La meilleure mère du monde
Une femme vient porter plainte pour violences domestiques. C’est Gal (Shirley Cruz), une éboueuse, que son mari, Leandro (Seu Jorge ) qui boit bat régulièrement. Son visage est marqué par les coups ; son regard est intense. Elle décide de s’échapper avec ses deux enfants les embarquant dans sa charrette de recyclage pour une « grande aventure », le seul moyen de les protéger d’un réel plus que difficile. Tel un buffle, elle tire sa carriole à travers les rues de Sao Paulo : il lui faut trouver des endroits pour dormir, de quoi manger, tenter de faire quelques travaux pour survivre. Sa route croise celle de Munda, « une femme libre » qui lui propose un squat. Mais Gal a un but ; aller chez son cousin et, puissante, tenace, elle continue de tirer sa charrette où trônent, tels des princes, son fils ; Benin, ravi d’avoir croisé la route du cheval, Biro- Biro et sa fille, Rihanna qui a parfois envie de rentrer à la maison. Mais les enfants sont heureux de vivre cette aventure car Gal a le pouvoir de ré enchanter le monde comme le père dans La Vie est belle de Benigni. Une fontaine publique devient un endroit où on se lave, certes, mais aussi où se baigne, s’éclabousse en riant ; une des plus belles séquences du film d’Anna Muylaert, A Melhor Mãe do Mundo (The Best Mother in the World), un film qui témoigne de la violence que subissent les femmes mais aussi de la puissance de celles qui la refusent et arrivent comme Gal à gagner leur liberté.
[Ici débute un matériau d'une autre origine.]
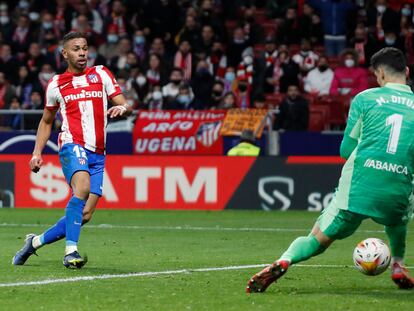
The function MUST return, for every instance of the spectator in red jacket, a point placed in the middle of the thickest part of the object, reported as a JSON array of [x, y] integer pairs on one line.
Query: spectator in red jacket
[[349, 79]]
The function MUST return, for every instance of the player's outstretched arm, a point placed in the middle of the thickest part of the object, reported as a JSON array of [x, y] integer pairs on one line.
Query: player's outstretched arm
[[42, 136], [120, 107]]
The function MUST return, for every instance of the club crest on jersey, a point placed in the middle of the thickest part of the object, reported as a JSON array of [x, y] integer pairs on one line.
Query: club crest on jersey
[[93, 78]]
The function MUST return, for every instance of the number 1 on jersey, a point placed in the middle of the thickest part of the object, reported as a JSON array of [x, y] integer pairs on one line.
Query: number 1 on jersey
[[395, 120]]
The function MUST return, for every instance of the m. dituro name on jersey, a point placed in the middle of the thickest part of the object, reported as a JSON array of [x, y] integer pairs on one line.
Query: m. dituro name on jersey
[[84, 94], [386, 166]]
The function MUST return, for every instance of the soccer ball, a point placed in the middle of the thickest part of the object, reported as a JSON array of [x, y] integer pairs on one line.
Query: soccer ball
[[372, 256]]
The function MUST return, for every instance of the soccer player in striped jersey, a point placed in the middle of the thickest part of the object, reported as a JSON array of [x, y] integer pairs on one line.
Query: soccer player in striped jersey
[[376, 180], [81, 94]]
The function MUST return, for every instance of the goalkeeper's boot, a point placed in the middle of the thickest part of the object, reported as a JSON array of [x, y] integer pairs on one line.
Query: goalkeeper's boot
[[401, 277], [260, 281], [74, 260], [26, 251]]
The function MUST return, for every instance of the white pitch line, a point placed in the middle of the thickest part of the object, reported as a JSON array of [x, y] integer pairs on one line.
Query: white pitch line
[[190, 228], [150, 273]]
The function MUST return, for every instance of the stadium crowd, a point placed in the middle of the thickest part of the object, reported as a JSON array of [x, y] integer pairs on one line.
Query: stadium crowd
[[300, 56]]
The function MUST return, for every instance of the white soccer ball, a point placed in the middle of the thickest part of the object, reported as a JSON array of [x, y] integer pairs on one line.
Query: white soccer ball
[[372, 256]]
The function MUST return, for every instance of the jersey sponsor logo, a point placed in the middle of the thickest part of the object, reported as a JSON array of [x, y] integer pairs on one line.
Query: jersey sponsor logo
[[93, 78], [84, 94], [386, 166]]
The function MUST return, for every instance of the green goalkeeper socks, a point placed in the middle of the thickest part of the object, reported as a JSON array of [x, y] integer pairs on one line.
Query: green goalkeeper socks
[[302, 249], [397, 236]]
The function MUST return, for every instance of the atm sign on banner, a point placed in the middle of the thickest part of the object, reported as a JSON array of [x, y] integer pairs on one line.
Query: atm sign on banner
[[179, 132]]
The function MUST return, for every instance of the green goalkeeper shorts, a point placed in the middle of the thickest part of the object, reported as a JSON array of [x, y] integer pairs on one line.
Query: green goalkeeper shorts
[[338, 223]]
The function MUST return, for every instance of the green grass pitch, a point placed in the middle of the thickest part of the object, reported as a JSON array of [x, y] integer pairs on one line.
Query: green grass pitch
[[122, 242]]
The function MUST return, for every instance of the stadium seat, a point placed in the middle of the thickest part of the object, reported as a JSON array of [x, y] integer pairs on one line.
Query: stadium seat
[[274, 100], [318, 118]]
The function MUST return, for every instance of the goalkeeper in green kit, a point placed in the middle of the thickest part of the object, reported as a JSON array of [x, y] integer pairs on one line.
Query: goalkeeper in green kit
[[376, 180]]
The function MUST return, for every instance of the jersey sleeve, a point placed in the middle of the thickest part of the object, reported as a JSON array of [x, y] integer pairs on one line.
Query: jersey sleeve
[[111, 86], [353, 129], [51, 98]]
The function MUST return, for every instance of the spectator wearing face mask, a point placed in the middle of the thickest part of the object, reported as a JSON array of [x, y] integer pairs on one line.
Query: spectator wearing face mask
[[202, 84], [318, 81], [184, 99], [183, 59], [154, 99], [349, 79], [237, 46], [6, 25], [306, 58], [217, 60], [228, 101], [109, 48], [94, 58], [364, 44], [381, 19], [245, 69], [281, 74], [139, 46], [45, 74], [293, 112], [230, 81], [391, 39]]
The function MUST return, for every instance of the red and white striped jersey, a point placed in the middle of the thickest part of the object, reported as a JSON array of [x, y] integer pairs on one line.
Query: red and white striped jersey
[[83, 99]]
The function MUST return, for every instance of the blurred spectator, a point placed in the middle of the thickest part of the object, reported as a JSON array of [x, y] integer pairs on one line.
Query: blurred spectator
[[94, 58], [217, 93], [119, 61], [364, 44], [93, 17], [230, 82], [281, 74], [289, 31], [391, 39], [334, 15], [170, 91], [7, 92], [190, 32], [203, 47], [382, 19], [293, 112], [139, 45], [24, 85], [22, 36], [349, 79], [217, 60], [184, 59], [6, 25], [117, 21], [109, 49], [236, 47], [8, 63], [43, 77], [318, 81], [202, 84], [305, 58], [155, 73], [184, 99], [31, 121], [243, 99], [14, 121], [228, 101]]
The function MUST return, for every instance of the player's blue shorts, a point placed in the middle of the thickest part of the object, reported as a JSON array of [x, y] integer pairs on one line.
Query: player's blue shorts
[[74, 158]]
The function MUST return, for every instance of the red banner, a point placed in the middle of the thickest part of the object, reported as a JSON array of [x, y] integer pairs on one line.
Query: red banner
[[179, 132], [204, 183]]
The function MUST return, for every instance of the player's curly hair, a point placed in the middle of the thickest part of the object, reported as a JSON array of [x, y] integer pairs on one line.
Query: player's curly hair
[[74, 35]]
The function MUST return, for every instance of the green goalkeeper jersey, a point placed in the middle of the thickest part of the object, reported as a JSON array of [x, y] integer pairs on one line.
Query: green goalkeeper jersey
[[376, 179]]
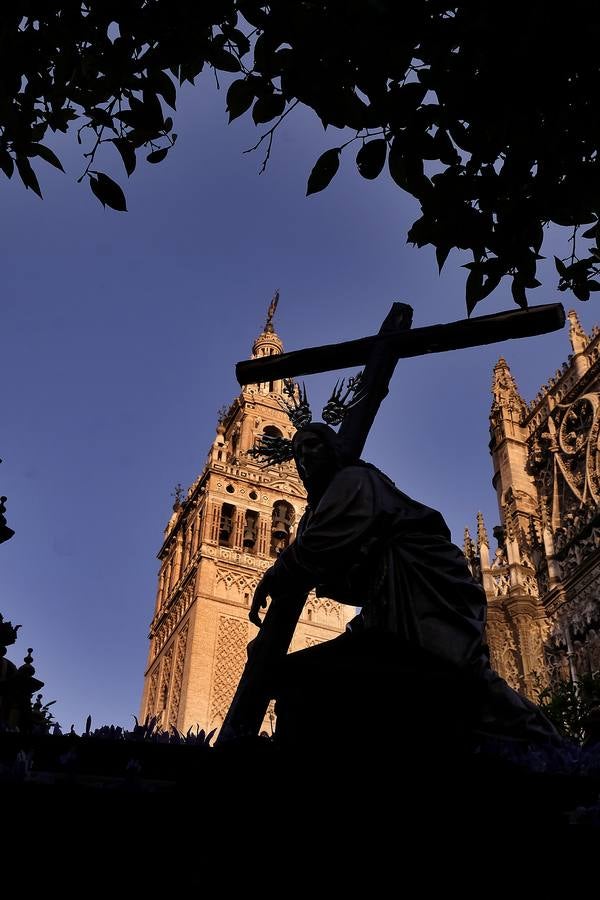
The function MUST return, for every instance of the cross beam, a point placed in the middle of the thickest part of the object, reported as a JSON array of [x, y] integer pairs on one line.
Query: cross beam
[[379, 354], [404, 344]]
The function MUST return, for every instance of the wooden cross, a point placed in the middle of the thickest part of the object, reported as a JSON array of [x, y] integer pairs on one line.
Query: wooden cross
[[379, 354]]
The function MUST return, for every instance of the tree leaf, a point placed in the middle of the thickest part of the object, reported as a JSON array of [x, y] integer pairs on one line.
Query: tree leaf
[[560, 267], [28, 176], [6, 163], [240, 95], [108, 192], [267, 108], [370, 159], [157, 155], [127, 151], [581, 291], [101, 117], [441, 255], [473, 289], [164, 86], [224, 60], [48, 155], [518, 292], [323, 171]]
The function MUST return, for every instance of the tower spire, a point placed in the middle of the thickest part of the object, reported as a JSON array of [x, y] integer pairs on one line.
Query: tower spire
[[268, 329], [504, 386], [482, 537], [268, 342]]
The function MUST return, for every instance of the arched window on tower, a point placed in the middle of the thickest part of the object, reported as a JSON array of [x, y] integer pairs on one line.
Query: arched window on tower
[[250, 530], [281, 527], [226, 525]]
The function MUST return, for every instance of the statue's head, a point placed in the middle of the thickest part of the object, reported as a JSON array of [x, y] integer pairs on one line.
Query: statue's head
[[319, 453]]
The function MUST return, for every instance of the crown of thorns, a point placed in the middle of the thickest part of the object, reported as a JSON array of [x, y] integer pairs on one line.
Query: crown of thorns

La meilleure mère du monde. Car pour Anna Muylaert, « La mère est la figure la plus importante de la société .Si une mère est battue par son mari, son fils battra sa femme, ou sa fille pensera que c’est normal d’être battue par son mari aussi. C’est un cycle de violence qui dure toute la vie. » . Shirley Cruz incarne brillamment cette femme forte qui se bat, pleine d’imagination et d’espoir en la vie.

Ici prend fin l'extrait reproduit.